Life comes with many uncertainties.
Unexpected accidents and serious illness can occur at any age.
While making the decisions involved in funeral pre-planning is one element of responsible preparation, completing an advance directive is also critically important. Sometimes called advance care directives or advance healthcare directives, this legal document ensures that your healthcare wishes will be carried out in the future. Defined as "a written statement of a person's wishes regarding medical treatment," a properly signed and witnessed advance directive provides guidance for medical and health care choices in the event that you should be become incapacitated and can no longer make such decisions.
Important things to know about advance directives:
- Governing laws vary so be sure to obtain an advance directive that complies with your state’s laws.
- You do not need an attorney to complete an advance directive.
- If you reside in more than one state, you should complete an advance directive for each state where you spend a significant amount of time.
- There are no time limitations on advance directives. A signed advance directive remains in force until a new one is completed.
- Periodically review your advance directive to make sure it still reflects your desires. If it doesn't, don't try to amend it; simply complete a new one.
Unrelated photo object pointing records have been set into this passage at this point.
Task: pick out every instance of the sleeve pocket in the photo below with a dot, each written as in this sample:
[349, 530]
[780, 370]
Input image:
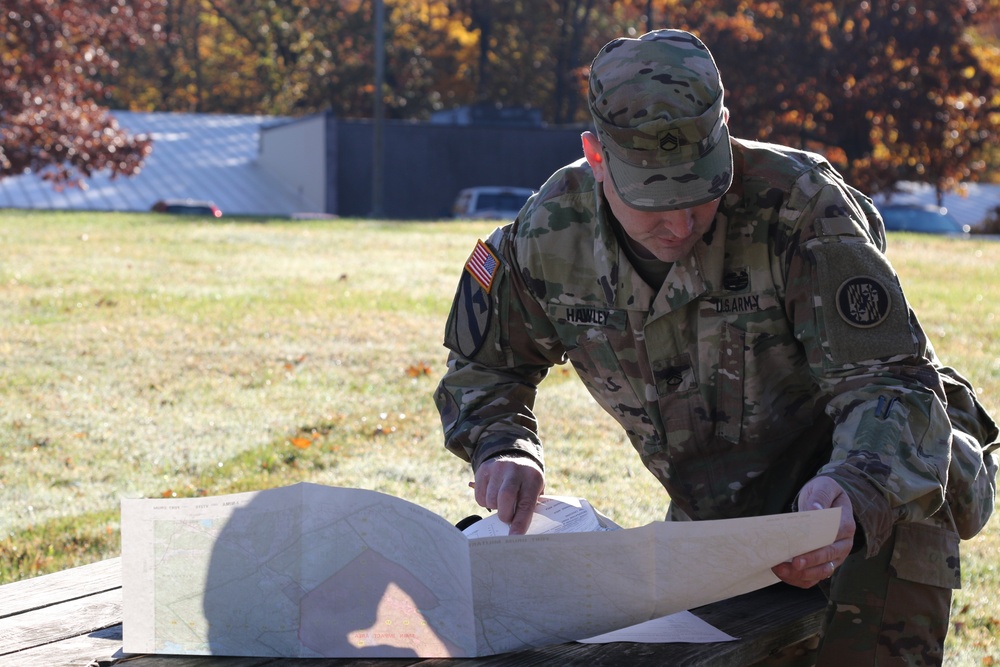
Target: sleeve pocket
[927, 554]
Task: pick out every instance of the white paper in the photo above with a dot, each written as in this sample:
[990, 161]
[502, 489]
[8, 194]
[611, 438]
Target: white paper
[553, 514]
[681, 628]
[318, 571]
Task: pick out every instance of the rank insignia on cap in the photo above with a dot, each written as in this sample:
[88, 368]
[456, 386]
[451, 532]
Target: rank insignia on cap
[863, 302]
[483, 265]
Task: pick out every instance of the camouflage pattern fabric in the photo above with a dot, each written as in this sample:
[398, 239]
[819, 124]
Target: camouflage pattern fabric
[658, 109]
[780, 349]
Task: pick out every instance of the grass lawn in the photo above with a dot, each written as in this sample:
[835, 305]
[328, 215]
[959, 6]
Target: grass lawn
[148, 355]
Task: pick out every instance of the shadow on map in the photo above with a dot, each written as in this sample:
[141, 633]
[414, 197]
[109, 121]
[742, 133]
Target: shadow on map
[272, 590]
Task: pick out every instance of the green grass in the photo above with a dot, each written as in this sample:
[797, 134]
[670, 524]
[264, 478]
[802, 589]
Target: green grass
[149, 356]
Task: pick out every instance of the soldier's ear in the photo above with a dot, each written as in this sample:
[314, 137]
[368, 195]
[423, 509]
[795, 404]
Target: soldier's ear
[592, 152]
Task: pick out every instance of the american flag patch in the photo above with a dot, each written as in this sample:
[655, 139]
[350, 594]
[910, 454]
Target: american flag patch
[483, 265]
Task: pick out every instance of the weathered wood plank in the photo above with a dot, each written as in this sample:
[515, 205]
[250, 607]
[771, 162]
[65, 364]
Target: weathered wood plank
[56, 622]
[47, 589]
[97, 648]
[765, 621]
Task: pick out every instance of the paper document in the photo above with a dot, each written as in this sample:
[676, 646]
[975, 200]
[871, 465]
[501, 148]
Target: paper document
[553, 514]
[319, 571]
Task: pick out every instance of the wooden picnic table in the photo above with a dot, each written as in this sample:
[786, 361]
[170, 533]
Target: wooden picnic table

- Paramedics and emergency medical technicians cannot recognize or honor a living will or medical power of attorney. They are obligated to do their best to stabilize the patient and get them to the hospital. When you are in the care of hospital personnel, your advance directive becomes valid.
Where to Obtain an Advance Directive Form.
There are many resources available online to assist and guide you in writing your advance directive. Your local hospital is a reliable source, as federal law requires every hospital to not only provide information about advance directives to people in their service area, they are also required to share valuable information about the related laws in your state. Your family physician may also have advance directive forms available.
You will need to have the advance directive witnessed and possibly notarized, depending upon the state in which you reside. If you don’t have access to a notary, you can find one at the American Society of Notaries.
Once your advance directive is completed, signed, witnessed, and notarized, you may wish to upload a copy to your state's advance directive registry. This service allows healthcare providers quick access to your advance directive should they need it. You can locate the advance directive registry for your state online or visit the website for the U.S. Living Will Registry.